$\forall$ real $r \gt 0$, $\exists$ and natural number $M$ such that $\forall$ natural numbers $n>M$, $0 \lt \frac{1}{n} \lt r$
I think I understand this up until the last part $0 \lt \frac{1}{n} \lt r$. I believe this is true because from my perspective it seems like it is saying 'there is a number $n$ bigger than $M$ and if you take the reciprocal of that $n$ then it will be between $0$ and $r$
Is my assessment correct?
Let $x$ be a real number. If $7 \le x \lt 7+ \epsilon$ for all $\epsilon \gt 0$, then $x=7$
I believe this is true because my value of $x$ is either bigger than or equal to $x$, and since it smaller than $7+\epsilon$ that means it cannot take on values of $x$ in the neighborhood of $7$, so it must be $7$, right?
For any set $S$ of real numbers, every boundary point of $S$ is either an upper bound or a lower bound of the set $S$.
I feel like this somewhat confusing because of the infimum and supremum ideas.
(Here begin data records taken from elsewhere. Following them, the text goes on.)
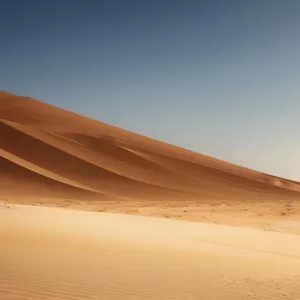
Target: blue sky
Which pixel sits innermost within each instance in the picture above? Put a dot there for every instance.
(218, 77)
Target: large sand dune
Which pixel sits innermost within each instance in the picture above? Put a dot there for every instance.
(52, 157)
(55, 157)
(88, 255)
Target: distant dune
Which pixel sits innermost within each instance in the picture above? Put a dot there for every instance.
(47, 153)
(52, 157)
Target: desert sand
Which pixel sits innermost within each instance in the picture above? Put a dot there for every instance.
(55, 253)
(53, 157)
(91, 211)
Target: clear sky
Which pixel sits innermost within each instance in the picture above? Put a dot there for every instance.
(219, 77)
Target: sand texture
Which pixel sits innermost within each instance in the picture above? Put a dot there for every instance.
(52, 157)
(54, 253)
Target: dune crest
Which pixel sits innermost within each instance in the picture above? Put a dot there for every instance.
(49, 153)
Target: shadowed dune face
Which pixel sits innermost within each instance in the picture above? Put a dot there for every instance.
(49, 152)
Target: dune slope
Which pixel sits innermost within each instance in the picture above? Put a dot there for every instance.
(50, 153)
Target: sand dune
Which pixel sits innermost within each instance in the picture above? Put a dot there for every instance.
(52, 157)
(55, 157)
(88, 255)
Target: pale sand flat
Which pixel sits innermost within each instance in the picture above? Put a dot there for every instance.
(51, 253)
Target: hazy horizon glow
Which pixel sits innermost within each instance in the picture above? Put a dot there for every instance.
(217, 77)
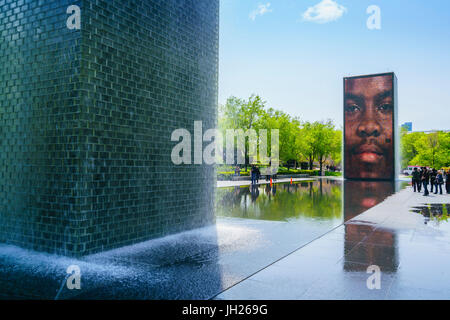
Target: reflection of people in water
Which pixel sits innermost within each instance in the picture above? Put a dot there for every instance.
(254, 192)
(360, 196)
(368, 113)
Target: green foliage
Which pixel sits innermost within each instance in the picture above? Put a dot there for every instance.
(298, 141)
(425, 149)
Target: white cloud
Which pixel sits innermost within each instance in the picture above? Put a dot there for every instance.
(323, 12)
(261, 10)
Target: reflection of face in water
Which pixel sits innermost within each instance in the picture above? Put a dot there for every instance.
(360, 196)
(368, 112)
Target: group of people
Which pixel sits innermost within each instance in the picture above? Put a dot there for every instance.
(434, 178)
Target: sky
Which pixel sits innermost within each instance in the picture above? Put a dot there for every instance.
(294, 54)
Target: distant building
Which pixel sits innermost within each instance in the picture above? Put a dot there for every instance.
(407, 126)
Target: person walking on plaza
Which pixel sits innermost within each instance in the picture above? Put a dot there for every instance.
(439, 181)
(425, 180)
(416, 180)
(433, 175)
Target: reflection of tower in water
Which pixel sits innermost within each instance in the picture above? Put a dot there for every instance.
(379, 245)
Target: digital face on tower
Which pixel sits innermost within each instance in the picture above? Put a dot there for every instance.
(368, 124)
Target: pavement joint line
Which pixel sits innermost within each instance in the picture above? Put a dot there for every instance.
(272, 263)
(377, 225)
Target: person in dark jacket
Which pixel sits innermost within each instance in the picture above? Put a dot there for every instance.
(439, 181)
(425, 180)
(433, 175)
(416, 180)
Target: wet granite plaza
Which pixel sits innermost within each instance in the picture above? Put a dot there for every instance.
(313, 239)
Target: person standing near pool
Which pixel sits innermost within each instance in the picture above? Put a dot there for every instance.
(416, 180)
(425, 180)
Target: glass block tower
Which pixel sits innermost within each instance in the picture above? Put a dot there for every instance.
(86, 116)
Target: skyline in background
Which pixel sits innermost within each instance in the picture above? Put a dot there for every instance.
(295, 54)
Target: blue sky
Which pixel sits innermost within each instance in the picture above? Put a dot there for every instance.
(296, 62)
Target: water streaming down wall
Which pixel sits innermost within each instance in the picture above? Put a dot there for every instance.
(86, 118)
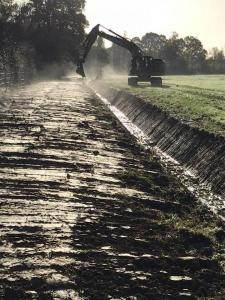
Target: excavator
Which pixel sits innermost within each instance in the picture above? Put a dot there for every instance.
(143, 68)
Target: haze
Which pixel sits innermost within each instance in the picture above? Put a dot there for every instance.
(204, 19)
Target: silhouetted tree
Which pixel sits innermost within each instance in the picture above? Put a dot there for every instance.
(54, 28)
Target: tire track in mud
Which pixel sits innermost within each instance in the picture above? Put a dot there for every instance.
(86, 214)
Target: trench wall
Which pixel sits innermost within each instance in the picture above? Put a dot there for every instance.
(196, 149)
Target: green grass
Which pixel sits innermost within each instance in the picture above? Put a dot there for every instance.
(198, 100)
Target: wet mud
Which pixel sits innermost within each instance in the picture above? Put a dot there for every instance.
(87, 213)
(199, 152)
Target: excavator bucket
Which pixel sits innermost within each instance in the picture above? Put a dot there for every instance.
(80, 69)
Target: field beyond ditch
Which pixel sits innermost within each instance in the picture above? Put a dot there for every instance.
(197, 100)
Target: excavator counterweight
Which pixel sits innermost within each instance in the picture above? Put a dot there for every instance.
(143, 68)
My gut tells me this false because does not have to be an upper or lower bound.
Best Answer
Your assessment of the first statement is correct. It's actually equivalent to saying that $\Bbb{N}$ is unbounded above. For suppose $\Bbb{N}$ were bounded above by some $x \in \Bbb{R}$; then let $n = \sup(\Bbb{N})$. Since for all $a, b \in \Bbb{N}$ we have $a = b$ or $|a-b|\geq 1$, it follows that $n \in \Bbb{N}$. But then by the induction property $n+1 \in \Bbb{N}$, and so $n$ is not an upper bound, a contradiction.
Your reasoning for the second problem is correct, though you could make it more rigorous.
The third statement is false, for let $S = [a, b] \cup [c, d]$ for $a < b < c < d$. $b$ is in the boundary of $S$, but it is neither an upper nor lower bound of $S$.